L'ont-ils fait ou non ? Les spéculations sur l'utilisation éventuelle par le vainqueur de la Coupe Oracle Team USA d'un système de stabilisation dépassant les limites autorisées à bord de son catamaran géant se poursuivent. Le skipper James Spithill a déclaré à la journaliste de CBS Belinda Henley lors d'une interview pour la série "60 Minutes" : "Cette discussion sur un super système sur le bateau - les gens cherchent une arme miracle. Malheureusement, tout s'explique simplement par un travail acharné".

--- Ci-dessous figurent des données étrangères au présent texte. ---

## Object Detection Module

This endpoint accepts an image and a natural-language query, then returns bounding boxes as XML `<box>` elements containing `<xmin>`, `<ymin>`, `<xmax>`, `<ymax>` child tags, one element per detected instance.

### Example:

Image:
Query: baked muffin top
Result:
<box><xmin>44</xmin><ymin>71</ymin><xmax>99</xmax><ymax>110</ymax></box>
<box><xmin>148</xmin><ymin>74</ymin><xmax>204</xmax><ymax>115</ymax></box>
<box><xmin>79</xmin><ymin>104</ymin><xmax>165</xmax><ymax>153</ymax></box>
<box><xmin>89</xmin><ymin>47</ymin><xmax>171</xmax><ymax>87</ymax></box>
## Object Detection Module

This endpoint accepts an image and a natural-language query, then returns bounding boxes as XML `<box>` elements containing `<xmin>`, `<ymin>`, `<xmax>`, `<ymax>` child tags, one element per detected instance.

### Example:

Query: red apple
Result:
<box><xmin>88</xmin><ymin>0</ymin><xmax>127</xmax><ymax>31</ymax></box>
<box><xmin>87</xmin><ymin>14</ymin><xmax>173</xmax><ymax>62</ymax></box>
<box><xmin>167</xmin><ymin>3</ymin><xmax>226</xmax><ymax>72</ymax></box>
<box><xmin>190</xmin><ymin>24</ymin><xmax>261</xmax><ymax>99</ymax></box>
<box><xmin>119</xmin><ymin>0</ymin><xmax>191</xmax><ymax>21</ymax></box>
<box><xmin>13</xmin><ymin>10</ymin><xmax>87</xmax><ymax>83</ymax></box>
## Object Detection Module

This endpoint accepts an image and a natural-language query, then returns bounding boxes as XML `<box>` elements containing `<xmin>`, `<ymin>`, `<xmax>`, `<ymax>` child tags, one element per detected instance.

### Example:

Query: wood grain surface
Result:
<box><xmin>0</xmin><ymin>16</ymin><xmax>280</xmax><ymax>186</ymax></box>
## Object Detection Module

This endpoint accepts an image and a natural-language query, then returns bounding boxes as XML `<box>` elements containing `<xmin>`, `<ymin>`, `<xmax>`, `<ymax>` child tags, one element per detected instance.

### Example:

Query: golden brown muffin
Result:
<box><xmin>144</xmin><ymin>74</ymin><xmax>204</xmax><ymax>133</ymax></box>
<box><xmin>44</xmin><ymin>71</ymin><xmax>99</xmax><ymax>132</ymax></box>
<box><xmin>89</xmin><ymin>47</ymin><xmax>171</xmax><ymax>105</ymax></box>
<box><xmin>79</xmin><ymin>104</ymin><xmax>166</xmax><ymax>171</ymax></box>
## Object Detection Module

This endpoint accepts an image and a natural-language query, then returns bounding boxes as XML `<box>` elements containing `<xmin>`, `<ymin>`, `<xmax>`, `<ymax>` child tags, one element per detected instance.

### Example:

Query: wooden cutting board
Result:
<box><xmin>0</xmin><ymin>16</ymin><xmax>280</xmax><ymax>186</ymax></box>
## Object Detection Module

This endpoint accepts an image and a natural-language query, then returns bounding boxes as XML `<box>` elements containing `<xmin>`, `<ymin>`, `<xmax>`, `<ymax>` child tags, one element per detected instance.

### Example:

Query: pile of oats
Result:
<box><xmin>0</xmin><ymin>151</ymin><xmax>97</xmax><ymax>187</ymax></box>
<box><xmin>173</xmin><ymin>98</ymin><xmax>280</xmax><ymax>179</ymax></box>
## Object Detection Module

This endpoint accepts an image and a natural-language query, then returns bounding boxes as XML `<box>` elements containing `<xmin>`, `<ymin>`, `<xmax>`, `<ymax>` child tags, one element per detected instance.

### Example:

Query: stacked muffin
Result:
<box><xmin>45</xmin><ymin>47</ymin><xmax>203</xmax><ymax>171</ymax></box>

L'Australien de 34 ans a déclaré à la journaliste : "Il est évident que vous avez été passablement induits en erreur. Il n'y a pas de Herbie. Herbie est une voiture qui circule dans les films. Si quelqu'un l'a, qu'il m'envoie ce super système de stabilisation et nous l'utiliserons la prochaine fois. Il y a quand même un côté comique à ce que des gens pensent à cela ou viennent avec de telles fables. Je ne peux pas croire que les gens disent cela".

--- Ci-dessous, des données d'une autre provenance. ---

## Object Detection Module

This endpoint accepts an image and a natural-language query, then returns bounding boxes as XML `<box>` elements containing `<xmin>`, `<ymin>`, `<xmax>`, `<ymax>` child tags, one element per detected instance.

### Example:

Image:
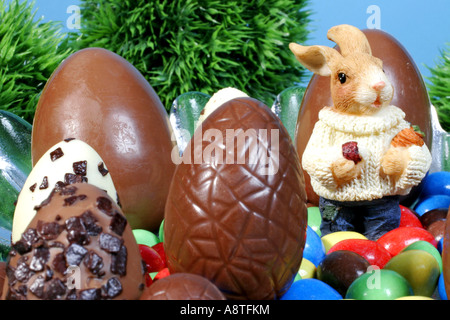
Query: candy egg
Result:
<box><xmin>3</xmin><ymin>183</ymin><xmax>145</xmax><ymax>300</ymax></box>
<box><xmin>317</xmin><ymin>250</ymin><xmax>370</xmax><ymax>296</ymax></box>
<box><xmin>384</xmin><ymin>250</ymin><xmax>440</xmax><ymax>297</ymax></box>
<box><xmin>328</xmin><ymin>239</ymin><xmax>391</xmax><ymax>269</ymax></box>
<box><xmin>280</xmin><ymin>279</ymin><xmax>342</xmax><ymax>300</ymax></box>
<box><xmin>322</xmin><ymin>231</ymin><xmax>367</xmax><ymax>253</ymax></box>
<box><xmin>377</xmin><ymin>227</ymin><xmax>437</xmax><ymax>256</ymax></box>
<box><xmin>164</xmin><ymin>98</ymin><xmax>307</xmax><ymax>299</ymax></box>
<box><xmin>303</xmin><ymin>226</ymin><xmax>325</xmax><ymax>267</ymax></box>
<box><xmin>12</xmin><ymin>139</ymin><xmax>119</xmax><ymax>242</ymax></box>
<box><xmin>402</xmin><ymin>241</ymin><xmax>443</xmax><ymax>272</ymax></box>
<box><xmin>345</xmin><ymin>269</ymin><xmax>413</xmax><ymax>300</ymax></box>
<box><xmin>442</xmin><ymin>212</ymin><xmax>450</xmax><ymax>297</ymax></box>
<box><xmin>298</xmin><ymin>257</ymin><xmax>317</xmax><ymax>279</ymax></box>
<box><xmin>31</xmin><ymin>48</ymin><xmax>175</xmax><ymax>231</ymax></box>
<box><xmin>308</xmin><ymin>206</ymin><xmax>322</xmax><ymax>237</ymax></box>
<box><xmin>420</xmin><ymin>171</ymin><xmax>450</xmax><ymax>198</ymax></box>
<box><xmin>414</xmin><ymin>194</ymin><xmax>450</xmax><ymax>216</ymax></box>
<box><xmin>399</xmin><ymin>205</ymin><xmax>423</xmax><ymax>228</ymax></box>
<box><xmin>140</xmin><ymin>273</ymin><xmax>225</xmax><ymax>300</ymax></box>
<box><xmin>295</xmin><ymin>29</ymin><xmax>433</xmax><ymax>206</ymax></box>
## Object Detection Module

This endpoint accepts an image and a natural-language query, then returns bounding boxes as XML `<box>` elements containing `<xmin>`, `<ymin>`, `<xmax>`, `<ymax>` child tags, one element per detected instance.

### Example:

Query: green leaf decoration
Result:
<box><xmin>70</xmin><ymin>0</ymin><xmax>310</xmax><ymax>111</ymax></box>
<box><xmin>0</xmin><ymin>0</ymin><xmax>72</xmax><ymax>123</ymax></box>
<box><xmin>272</xmin><ymin>86</ymin><xmax>306</xmax><ymax>142</ymax></box>
<box><xmin>169</xmin><ymin>91</ymin><xmax>211</xmax><ymax>156</ymax></box>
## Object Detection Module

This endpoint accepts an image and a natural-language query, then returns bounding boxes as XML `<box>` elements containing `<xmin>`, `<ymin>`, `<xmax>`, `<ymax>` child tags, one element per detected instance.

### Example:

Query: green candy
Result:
<box><xmin>402</xmin><ymin>240</ymin><xmax>443</xmax><ymax>272</ymax></box>
<box><xmin>133</xmin><ymin>229</ymin><xmax>161</xmax><ymax>247</ymax></box>
<box><xmin>272</xmin><ymin>86</ymin><xmax>306</xmax><ymax>141</ymax></box>
<box><xmin>345</xmin><ymin>268</ymin><xmax>413</xmax><ymax>300</ymax></box>
<box><xmin>158</xmin><ymin>219</ymin><xmax>164</xmax><ymax>242</ymax></box>
<box><xmin>308</xmin><ymin>207</ymin><xmax>322</xmax><ymax>237</ymax></box>
<box><xmin>384</xmin><ymin>250</ymin><xmax>440</xmax><ymax>297</ymax></box>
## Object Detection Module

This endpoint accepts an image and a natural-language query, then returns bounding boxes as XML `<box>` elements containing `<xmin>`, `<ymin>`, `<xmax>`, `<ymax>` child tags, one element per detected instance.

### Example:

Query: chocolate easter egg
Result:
<box><xmin>3</xmin><ymin>183</ymin><xmax>145</xmax><ymax>300</ymax></box>
<box><xmin>295</xmin><ymin>29</ymin><xmax>433</xmax><ymax>205</ymax></box>
<box><xmin>12</xmin><ymin>140</ymin><xmax>118</xmax><ymax>242</ymax></box>
<box><xmin>140</xmin><ymin>273</ymin><xmax>225</xmax><ymax>300</ymax></box>
<box><xmin>31</xmin><ymin>48</ymin><xmax>175</xmax><ymax>230</ymax></box>
<box><xmin>164</xmin><ymin>98</ymin><xmax>307</xmax><ymax>299</ymax></box>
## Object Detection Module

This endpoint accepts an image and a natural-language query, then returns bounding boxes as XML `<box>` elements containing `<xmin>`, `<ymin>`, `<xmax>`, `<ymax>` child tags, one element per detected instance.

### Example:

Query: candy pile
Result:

Après la victoire de retour des Américains dans le 34e duel de la Coupe de l'America, au cours duquel Oracle Team USA a repoussé huit points de match consécutifs et a tout de même défendu le trophée le plus important de la voile internationale après un début raté, il y avait eu des spéculations sur des avantages technologiques peut-être limites des défenseurs. Un module informatique surnommé "Little Herbie" était au cœur des discussions. Plusieurs experts avaient rapporté qu'il aurait pu rendre de bons services à l'équipe américaine, à la limite de la légalité. Mais les jaugeurs de la Coupe avaient donné leur feu vert, car entre le module et le mouvement des foils, il y avait encore l'homme (le navigateur) et le système hydraulique actionné par sa force musculaire. Les défenseurs de la Coupe ont toujours nié avec véhémence l'existence d'un réglage automatique.
James Spithill s'est même moqué des idées des sceptiques lors de l'interview : "Aux dernières nouvelles, Coutts aurait mangé sur le bateau d'accompagnement avec une télécommande. De là, il aurait télécommandé les broyeurs et fait naviguer le bateau... Il pouvait tout faire. J'aurais aimé qu'il puisse le faire. Cela nous aurait rendu la vie beaucoup plus facile".
Spithill a également admis lors de l'entretien qu'il n'avait pas toujours dit la vérité lors des conférences de presse à San Francisco : "La plupart du temps, ces conférences de presse ont pour but d'entrer dans la tête de l'adversaire et de jouer un jeu psychologique. Chaque fois que j'ai dit que je pensais que nous pouvions encore gagner, c'était la vérité. Chaque fois que j'ai dit que nous n'abandonnerions pas, c'était la vérité. Mais quand je disais que nous allions changer le bateau tous les soirs - non, nous ne l'avons pas fait. Nous avons fait quelques changements, mais nous voulions qu'ils (réd : Emirates Team New Zealand) pensent qu'il se passerait de grandes choses chez nous chaque nuit". Les explications de Spithill semblent logiques. Il est difficile de vérifier après coup si elles correspondent à la vérité.